The separation will occur by means of the declaration of a dividend in specie of the automotive seating and interiors business, to be effected by the transfer of the automotive seating and interiors business from Johnson Controls to Adient plc and the issuance of ordinary shares of Adient directly to holders of Johnson Controls ordinary shares on a pro rata basis.
The distribution is expected to occur prior to the open of business on Oct. 31, 2016. Each Johnson Controls shareholder will receive one ordinary share of Adient for every 10 ordinary shares of Johnson Controls held as of the close of business on Oct. 19, 2016, the record date for the distribution. No fractional shares of Adient will be issued; Johnson Controls shareholders will receive cash in lieu of fractional shares. No action or payment is required by Johnson Controls shareholders to receive ordinary shares of Adient in the distribution.
Adient ordinary shares are expected to begin trading on the New York Stock Exchange (NYSE) on Oct. 31, 2016 under the symbol “ADNT.” The company expects “when-issued” trading for Adient ordinary shares to begin Oct. 17, 2016 and continue through Oct. 28, 2016.
Beginning on Oct. 17, 2016 and continuing through Oct. 28, 2016, it is expected that there will be two markets in Johnson Controls ordinary shares: Johnson Controls shares that trade in the “regular-way” market will trade with an entitlement to Adient ordinary shares to be distributed pursuant to the distribution; shares that trade in the “ex-distribution” market will trade without an entitlement to Adient ordinary shares.
Adient Chairman and Chief Executive Officer R. Bruce McDonald and other members of the Adient executive management team will provide an in-depth review of Adient’s business, including Adient’s leading market positions, China operations and JV structure, innovative products and technology, financial expectations and FY 2017 outlook on Sept. 15, 2016, in New York City.

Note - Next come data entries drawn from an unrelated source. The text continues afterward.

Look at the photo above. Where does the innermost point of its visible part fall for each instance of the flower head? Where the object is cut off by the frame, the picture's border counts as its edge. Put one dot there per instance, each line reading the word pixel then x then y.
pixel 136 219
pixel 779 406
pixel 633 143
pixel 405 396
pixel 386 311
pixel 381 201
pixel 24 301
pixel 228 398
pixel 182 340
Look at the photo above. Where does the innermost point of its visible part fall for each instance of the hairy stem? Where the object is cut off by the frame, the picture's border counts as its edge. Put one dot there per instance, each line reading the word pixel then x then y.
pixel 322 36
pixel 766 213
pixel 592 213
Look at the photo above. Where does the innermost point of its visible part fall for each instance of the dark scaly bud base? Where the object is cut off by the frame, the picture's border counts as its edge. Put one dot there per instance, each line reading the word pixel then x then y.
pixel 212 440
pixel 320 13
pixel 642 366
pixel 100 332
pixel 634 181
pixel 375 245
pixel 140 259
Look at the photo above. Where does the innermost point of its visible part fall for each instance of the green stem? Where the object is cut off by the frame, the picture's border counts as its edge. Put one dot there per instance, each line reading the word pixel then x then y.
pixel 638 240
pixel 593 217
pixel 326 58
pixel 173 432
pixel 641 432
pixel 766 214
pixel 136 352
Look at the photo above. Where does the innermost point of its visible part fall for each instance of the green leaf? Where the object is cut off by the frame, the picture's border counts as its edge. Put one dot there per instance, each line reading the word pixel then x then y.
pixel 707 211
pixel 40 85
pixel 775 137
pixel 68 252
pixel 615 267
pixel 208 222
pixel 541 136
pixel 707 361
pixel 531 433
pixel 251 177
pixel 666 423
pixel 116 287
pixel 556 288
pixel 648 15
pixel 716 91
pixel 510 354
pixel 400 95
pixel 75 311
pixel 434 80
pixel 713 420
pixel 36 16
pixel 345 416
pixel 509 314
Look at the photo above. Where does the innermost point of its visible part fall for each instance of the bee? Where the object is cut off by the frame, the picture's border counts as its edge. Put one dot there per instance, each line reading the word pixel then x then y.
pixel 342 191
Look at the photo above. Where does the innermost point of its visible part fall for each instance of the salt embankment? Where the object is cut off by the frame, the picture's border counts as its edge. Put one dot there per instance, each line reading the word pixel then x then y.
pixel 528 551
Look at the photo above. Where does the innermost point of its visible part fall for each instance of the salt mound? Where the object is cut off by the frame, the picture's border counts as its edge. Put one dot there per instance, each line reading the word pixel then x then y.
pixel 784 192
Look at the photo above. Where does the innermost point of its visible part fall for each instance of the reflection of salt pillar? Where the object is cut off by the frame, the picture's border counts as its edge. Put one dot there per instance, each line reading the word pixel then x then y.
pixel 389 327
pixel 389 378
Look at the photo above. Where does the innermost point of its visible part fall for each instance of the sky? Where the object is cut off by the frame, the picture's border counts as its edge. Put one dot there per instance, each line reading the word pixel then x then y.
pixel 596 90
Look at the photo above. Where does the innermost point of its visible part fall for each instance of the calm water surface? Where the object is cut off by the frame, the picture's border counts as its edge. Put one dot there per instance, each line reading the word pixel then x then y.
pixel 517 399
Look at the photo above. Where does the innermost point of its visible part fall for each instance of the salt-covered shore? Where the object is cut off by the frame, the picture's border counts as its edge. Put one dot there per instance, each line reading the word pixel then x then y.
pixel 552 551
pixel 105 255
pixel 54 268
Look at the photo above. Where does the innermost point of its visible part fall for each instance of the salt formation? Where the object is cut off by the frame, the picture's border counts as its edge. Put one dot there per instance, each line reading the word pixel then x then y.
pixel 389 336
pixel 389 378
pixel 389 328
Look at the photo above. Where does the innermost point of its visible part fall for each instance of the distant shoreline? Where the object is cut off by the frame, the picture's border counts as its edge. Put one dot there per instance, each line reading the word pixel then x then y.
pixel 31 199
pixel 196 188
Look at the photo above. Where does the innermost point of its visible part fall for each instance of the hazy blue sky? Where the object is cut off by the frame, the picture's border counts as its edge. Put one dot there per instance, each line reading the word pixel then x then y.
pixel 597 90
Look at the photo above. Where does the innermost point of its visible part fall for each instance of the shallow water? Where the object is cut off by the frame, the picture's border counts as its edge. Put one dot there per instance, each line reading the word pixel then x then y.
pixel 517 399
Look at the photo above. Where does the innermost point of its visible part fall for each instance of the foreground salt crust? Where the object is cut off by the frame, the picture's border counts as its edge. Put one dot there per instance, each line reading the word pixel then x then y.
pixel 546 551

To participate in the meeting via a live webcast, visit Johnson Controls’ Investor Relations website at http://investors.johnsoncontrols.com/.
Johnson Controls shareholders are urged to consult their financial and tax advisors regarding the particular consequences of the distribution in their situation, including, without limitation, the specific implications of selling Adient ordinary shares and the applicability and effect of any U.S. federal, state, local, and foreign tax laws. Johnson Controls shareholders who hold Johnson Controls ordinary shares before the distribution date should consult with their stockbroker, bank or other nominee to understand whether their Johnson Controls shares will be sold with or without the entitlement to Adient ordinary shares pursuant to the distribution.
Information regarding Adient and its business, including details of the separation and distribution, is included in Adient’s Registration Statement on Form 10, which Adient has filed with the U.S. Securities and Exchange Commission (“SEC”) and is available at http://www.sec.gov. The Registration Statement also identifies certain risks of owning Adient ordinary shares.
The separation and distribution of Adient ordinary shares is subject to the satisfaction of a number of customary conditions, including, among others, the SEC’s having declared effective the Form 10. Johnson Controls’ Board of Directors may cancel the distribution at any time prior to the distribution.